Starting from scratch

A judge somewhere in Europe recently ruled, with my approval, that eggs produced by captive hens in the ''battery'' facilities of the poultry conglomerate may not be marketed as ''country fresh.'' Country fresh, he held, suggests the idyllic freedom of bygone days, when hens would frolic in a barnyard and, encouraged by a resident rooster, turn out a worthy product. Eggs that have about the same genealogy as a plastic pool ball should be labeled accordingly, he said, and he fined the grocer who had been putting ''country fresh'' on the celibate monasticism of modern mechanical ovulation. The plaintiffs relaxed.

This is proper. I have lately been intimately involved in research in this matter, and have joined in an effort to save the hen. We have some neighbors here at salt water who have winterized and become resident. When they were still summercaters, the gentleman would come up to Maine each May to open the cottage, plant his garden, and have things ready for the family after school let out. He would look about and find some farmer who was willing to take his money, and he'd buy a half dozen laying hens, installing them in his small hennery with run , and fresh eggs adorned the summertime. Before everybody returned to Massachusetts on Labor Day, he would dispose of the biddies and, along with the cottage, the hennery was padlocked for the winter.

Now that these folks are here year-round, he still picks up summertime hens, but he gets them from a chicken-mill of the battery kind. The day I asked him if he had bought his hens yet, he said he had, and that this year's collection was the worst yet. ''They don't have the faintest idea,'' he said, ''what a hen is.'' Which means that the poultry industry has bred from the hen every habit, custom, instinct, and characteristic to which the Laws of Nature and Nature's God entitle her. To prove this, let facts be submitted to a candid world:

These hens wouldn't scratch. When placed in the hennery they squatted on the floor, as they had squatted in their wire cages, and, having no automatic feeder and fountain, they knew not how to nourish and refresh themselves. My friend tossed down some scratch feed, which hens are supposed to scratch for in the litter, and they responded not. It took several days to retrieve them, and they are now kicking the litter about like hens of old.

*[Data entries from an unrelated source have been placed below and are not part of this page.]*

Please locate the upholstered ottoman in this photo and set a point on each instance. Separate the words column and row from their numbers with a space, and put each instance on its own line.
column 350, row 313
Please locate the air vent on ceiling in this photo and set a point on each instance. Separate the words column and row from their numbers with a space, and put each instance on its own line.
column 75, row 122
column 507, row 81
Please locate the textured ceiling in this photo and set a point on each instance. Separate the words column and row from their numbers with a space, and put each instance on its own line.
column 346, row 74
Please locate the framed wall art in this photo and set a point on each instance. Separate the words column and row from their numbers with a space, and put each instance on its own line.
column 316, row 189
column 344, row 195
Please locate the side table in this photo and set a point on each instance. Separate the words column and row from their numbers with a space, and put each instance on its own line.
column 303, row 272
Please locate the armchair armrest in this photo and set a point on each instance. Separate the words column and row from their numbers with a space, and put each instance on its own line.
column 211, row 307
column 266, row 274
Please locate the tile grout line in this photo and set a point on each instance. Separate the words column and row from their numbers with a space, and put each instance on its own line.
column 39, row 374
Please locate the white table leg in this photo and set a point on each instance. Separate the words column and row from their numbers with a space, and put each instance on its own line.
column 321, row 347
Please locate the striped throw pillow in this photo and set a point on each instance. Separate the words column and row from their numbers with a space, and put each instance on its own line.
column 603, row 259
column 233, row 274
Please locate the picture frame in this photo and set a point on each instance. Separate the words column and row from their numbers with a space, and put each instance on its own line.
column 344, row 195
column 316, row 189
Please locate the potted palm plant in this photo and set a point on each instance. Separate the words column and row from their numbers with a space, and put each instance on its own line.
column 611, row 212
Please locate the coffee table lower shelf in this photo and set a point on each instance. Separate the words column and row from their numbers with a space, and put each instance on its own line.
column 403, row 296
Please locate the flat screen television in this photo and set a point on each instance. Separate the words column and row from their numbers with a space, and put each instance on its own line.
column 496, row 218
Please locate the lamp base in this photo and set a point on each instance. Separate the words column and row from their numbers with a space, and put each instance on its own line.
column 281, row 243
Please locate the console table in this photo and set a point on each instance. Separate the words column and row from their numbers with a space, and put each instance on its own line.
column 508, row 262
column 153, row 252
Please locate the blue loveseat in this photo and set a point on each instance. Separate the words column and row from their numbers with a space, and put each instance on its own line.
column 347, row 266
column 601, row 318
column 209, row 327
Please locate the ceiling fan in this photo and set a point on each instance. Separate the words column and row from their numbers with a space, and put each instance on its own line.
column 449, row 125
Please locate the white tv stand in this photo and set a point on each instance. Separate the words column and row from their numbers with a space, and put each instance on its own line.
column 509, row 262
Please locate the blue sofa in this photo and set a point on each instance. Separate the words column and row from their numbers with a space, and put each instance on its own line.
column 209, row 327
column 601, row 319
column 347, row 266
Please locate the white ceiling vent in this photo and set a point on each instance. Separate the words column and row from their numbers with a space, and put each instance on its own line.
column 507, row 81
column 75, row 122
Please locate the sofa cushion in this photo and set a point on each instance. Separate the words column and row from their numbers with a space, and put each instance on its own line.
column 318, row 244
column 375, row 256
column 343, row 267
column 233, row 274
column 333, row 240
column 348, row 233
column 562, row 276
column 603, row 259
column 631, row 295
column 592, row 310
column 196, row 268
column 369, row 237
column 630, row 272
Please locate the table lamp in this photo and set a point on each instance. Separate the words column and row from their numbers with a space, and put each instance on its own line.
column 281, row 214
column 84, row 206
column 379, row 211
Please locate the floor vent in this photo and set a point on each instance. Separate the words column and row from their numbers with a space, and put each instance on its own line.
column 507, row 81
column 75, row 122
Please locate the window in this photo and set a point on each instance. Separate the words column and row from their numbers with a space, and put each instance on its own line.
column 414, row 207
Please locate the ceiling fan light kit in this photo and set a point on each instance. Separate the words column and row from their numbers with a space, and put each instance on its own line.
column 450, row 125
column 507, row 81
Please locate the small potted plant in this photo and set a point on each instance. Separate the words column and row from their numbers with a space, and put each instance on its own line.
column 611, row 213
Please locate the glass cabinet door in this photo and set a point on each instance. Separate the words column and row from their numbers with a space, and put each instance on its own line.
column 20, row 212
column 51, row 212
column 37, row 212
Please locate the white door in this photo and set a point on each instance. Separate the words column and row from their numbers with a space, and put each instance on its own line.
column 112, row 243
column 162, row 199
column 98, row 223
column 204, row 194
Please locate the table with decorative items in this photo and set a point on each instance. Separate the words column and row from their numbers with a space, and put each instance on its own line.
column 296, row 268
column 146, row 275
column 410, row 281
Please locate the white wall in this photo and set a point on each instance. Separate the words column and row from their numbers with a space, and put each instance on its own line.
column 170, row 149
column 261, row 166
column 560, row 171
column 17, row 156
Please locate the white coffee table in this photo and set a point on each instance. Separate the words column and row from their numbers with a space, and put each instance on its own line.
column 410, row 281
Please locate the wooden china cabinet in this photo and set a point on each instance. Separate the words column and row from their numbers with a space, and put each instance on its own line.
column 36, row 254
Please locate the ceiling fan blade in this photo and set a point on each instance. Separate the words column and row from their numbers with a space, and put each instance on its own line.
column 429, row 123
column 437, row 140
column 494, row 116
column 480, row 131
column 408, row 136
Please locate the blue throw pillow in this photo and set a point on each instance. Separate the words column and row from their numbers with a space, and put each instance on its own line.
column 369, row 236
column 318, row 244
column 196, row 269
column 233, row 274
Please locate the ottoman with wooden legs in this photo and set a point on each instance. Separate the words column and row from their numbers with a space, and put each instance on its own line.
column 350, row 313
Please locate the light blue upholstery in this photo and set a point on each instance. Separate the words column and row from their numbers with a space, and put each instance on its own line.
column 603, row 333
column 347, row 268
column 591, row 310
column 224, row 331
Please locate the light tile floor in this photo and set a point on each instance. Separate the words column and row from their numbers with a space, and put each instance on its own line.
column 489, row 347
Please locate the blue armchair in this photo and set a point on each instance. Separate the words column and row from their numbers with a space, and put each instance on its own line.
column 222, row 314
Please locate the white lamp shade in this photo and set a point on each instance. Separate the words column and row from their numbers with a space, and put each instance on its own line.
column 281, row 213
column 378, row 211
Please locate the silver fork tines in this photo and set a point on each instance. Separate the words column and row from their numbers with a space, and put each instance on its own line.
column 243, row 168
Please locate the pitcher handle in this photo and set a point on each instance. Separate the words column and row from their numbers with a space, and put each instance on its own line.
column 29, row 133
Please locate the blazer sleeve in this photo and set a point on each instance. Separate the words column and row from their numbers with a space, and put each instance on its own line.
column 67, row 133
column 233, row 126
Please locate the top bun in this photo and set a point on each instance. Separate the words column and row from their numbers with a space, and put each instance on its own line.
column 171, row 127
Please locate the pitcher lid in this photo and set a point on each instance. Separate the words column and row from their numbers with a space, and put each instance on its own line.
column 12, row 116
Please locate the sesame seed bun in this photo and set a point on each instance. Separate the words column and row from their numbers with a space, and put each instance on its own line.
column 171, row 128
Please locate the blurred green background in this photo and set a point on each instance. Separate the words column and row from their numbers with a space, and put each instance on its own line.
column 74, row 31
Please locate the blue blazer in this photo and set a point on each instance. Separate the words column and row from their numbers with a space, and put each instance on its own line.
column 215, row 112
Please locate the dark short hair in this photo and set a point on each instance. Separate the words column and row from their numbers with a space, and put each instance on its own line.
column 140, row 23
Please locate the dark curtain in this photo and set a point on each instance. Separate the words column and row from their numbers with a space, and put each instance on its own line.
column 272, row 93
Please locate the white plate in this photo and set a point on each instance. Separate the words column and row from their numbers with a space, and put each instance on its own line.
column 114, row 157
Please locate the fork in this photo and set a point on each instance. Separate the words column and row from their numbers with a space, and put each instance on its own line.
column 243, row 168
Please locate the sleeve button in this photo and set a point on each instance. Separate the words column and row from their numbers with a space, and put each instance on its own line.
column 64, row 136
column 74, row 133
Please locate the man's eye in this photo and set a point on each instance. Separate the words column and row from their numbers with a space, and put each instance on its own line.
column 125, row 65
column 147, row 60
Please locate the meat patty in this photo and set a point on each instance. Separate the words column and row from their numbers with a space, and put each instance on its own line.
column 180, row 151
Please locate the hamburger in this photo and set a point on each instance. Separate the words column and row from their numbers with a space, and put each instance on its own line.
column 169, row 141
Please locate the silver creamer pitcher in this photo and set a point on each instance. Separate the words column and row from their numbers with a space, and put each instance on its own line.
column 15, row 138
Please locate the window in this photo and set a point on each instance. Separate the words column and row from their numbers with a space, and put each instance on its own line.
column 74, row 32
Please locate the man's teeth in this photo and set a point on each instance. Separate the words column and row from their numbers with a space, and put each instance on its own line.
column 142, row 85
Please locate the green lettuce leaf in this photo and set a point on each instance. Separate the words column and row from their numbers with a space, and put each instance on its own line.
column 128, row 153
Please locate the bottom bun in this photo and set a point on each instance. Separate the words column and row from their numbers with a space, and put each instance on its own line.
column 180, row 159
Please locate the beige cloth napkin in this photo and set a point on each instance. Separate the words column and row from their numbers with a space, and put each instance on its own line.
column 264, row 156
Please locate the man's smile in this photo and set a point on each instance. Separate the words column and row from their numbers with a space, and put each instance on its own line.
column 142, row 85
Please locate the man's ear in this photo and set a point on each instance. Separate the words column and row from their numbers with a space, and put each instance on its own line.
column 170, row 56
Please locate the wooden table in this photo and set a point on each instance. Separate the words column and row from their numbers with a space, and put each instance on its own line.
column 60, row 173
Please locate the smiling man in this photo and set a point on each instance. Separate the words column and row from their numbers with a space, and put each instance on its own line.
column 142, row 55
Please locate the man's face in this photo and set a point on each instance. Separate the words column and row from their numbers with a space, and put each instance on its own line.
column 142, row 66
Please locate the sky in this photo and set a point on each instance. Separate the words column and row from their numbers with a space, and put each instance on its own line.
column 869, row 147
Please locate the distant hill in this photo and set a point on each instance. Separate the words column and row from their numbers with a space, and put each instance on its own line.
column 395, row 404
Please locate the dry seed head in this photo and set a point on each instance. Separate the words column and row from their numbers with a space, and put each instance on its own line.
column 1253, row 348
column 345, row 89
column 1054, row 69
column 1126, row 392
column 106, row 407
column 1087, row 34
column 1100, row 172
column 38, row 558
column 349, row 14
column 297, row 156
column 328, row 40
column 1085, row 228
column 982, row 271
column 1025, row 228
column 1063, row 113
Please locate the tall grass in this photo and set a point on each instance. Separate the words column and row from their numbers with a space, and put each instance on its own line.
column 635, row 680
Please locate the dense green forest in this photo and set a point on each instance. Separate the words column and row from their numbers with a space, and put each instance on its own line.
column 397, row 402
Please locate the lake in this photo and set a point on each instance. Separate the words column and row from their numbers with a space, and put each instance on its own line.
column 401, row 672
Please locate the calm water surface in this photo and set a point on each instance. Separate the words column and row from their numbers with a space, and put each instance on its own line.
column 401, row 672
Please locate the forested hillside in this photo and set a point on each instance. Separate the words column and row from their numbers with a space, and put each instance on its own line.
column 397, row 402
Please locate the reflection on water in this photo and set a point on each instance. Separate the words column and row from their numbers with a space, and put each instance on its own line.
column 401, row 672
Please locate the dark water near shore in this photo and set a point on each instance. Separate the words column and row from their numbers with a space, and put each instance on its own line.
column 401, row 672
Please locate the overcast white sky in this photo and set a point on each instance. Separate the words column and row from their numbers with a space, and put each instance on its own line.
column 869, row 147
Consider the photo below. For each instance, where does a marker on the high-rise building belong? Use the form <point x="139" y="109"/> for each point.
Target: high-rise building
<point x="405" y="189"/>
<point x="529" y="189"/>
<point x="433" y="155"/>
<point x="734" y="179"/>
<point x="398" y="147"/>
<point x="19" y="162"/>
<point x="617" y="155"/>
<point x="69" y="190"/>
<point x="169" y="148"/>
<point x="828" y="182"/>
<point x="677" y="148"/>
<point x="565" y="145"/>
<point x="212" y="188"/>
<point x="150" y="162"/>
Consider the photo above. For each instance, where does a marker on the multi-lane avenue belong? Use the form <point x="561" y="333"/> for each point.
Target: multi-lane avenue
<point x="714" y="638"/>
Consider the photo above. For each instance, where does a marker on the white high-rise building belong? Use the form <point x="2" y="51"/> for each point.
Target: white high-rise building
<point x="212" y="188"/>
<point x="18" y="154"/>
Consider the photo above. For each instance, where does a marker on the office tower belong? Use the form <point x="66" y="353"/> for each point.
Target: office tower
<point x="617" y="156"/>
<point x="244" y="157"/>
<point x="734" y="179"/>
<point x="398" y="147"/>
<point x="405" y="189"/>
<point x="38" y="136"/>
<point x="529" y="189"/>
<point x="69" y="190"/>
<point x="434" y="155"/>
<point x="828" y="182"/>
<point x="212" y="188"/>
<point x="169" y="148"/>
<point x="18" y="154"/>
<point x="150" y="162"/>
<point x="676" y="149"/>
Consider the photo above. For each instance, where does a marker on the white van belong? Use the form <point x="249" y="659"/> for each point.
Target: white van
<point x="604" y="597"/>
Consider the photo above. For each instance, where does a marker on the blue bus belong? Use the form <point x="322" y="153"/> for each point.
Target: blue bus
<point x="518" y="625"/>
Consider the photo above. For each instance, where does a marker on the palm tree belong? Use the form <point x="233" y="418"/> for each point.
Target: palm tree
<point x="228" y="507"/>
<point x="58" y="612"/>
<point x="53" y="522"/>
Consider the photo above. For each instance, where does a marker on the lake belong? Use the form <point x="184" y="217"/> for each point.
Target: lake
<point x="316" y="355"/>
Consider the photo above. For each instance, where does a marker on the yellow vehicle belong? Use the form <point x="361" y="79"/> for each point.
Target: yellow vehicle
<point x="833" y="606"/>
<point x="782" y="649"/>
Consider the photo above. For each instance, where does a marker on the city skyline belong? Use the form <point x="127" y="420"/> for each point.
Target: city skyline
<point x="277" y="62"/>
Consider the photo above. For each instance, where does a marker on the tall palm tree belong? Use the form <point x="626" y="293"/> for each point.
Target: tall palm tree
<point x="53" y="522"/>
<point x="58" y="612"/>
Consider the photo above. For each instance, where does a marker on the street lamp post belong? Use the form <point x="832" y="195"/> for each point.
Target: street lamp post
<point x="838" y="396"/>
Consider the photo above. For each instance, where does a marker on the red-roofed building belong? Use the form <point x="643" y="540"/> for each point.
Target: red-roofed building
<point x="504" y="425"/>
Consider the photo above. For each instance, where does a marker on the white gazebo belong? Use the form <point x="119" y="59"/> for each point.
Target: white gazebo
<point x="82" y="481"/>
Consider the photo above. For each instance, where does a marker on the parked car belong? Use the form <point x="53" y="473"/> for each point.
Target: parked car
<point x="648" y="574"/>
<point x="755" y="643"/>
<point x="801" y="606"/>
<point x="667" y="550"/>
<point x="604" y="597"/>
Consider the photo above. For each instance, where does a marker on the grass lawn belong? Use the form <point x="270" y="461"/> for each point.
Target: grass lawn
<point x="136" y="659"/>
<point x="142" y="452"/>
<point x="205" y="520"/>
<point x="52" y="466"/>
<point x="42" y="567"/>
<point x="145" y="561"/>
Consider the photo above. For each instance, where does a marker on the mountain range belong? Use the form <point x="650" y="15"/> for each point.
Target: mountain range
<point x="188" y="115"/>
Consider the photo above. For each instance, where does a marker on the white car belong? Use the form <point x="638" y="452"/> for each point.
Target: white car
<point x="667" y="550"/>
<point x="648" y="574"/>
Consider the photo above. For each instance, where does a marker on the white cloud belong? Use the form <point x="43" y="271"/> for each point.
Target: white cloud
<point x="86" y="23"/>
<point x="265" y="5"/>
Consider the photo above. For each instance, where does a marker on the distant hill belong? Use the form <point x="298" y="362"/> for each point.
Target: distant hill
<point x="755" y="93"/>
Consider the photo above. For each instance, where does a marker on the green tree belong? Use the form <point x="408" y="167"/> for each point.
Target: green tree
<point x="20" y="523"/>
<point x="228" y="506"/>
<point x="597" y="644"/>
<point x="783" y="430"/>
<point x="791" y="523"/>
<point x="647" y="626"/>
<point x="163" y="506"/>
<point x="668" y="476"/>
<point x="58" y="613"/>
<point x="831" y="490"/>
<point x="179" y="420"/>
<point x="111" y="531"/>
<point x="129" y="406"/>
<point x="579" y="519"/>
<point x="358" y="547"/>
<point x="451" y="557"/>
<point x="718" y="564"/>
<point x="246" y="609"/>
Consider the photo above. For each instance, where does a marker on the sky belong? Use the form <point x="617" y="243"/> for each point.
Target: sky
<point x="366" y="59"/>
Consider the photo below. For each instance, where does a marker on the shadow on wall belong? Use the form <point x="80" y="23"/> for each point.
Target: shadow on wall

They wouldn't step through the hole into the world. They didn't know what ground and dirt are. He had to shoo them outside into the run, and it ''frighted'' them, but now they are dusting in the sun as did their ancient grandmothers.

They wouldn't roost at night. Come evening, they would squat where they were on the henhouse floor. One at a time he'd pick them up, all drowsy, and set them on the roost. And one at a time they'd fall off and squat again on the floor. It took several nights to train these hens to roost, and now they have recovered this lost talent and climb up by themsleves. He says they seem pleased at this accomplishment and he hears them talking pleasantly amongst themselves about this new way to sleep.

Then, they didn't know a thing about a nest. In the battery cubicle, there is no nest. My friend wasn't happy that these hens left their bounty in the litter of the floor, and wouldn't go into the boxes nailed to the wall and upholstered with clean pine shavings. Aside from eating fresh eggs, he said, the best part of his hen keeping is to come in the afternoon with some table scraps and scratch feed, to have his hens cutt-cutt-cutt a friendly greeting, and to find warm eggs in the nests. Eggs in the nest are what it's all about, but he was picking them up off the floor.

This is when I joined the effort to redeem the hen. I had to hunt, but I found my old 4-H Club china nest eggs in a drawer with my old baseball glove, an old carbide bicycle lamp, and an old kite string. I took them over, and my friend put them in the nests. They are supposed to toller his hens back to the fundamental purpose of the feathered kind, as once in my youth they brought my pullets. If they work, my friend is going to bring me some country fresh eggs.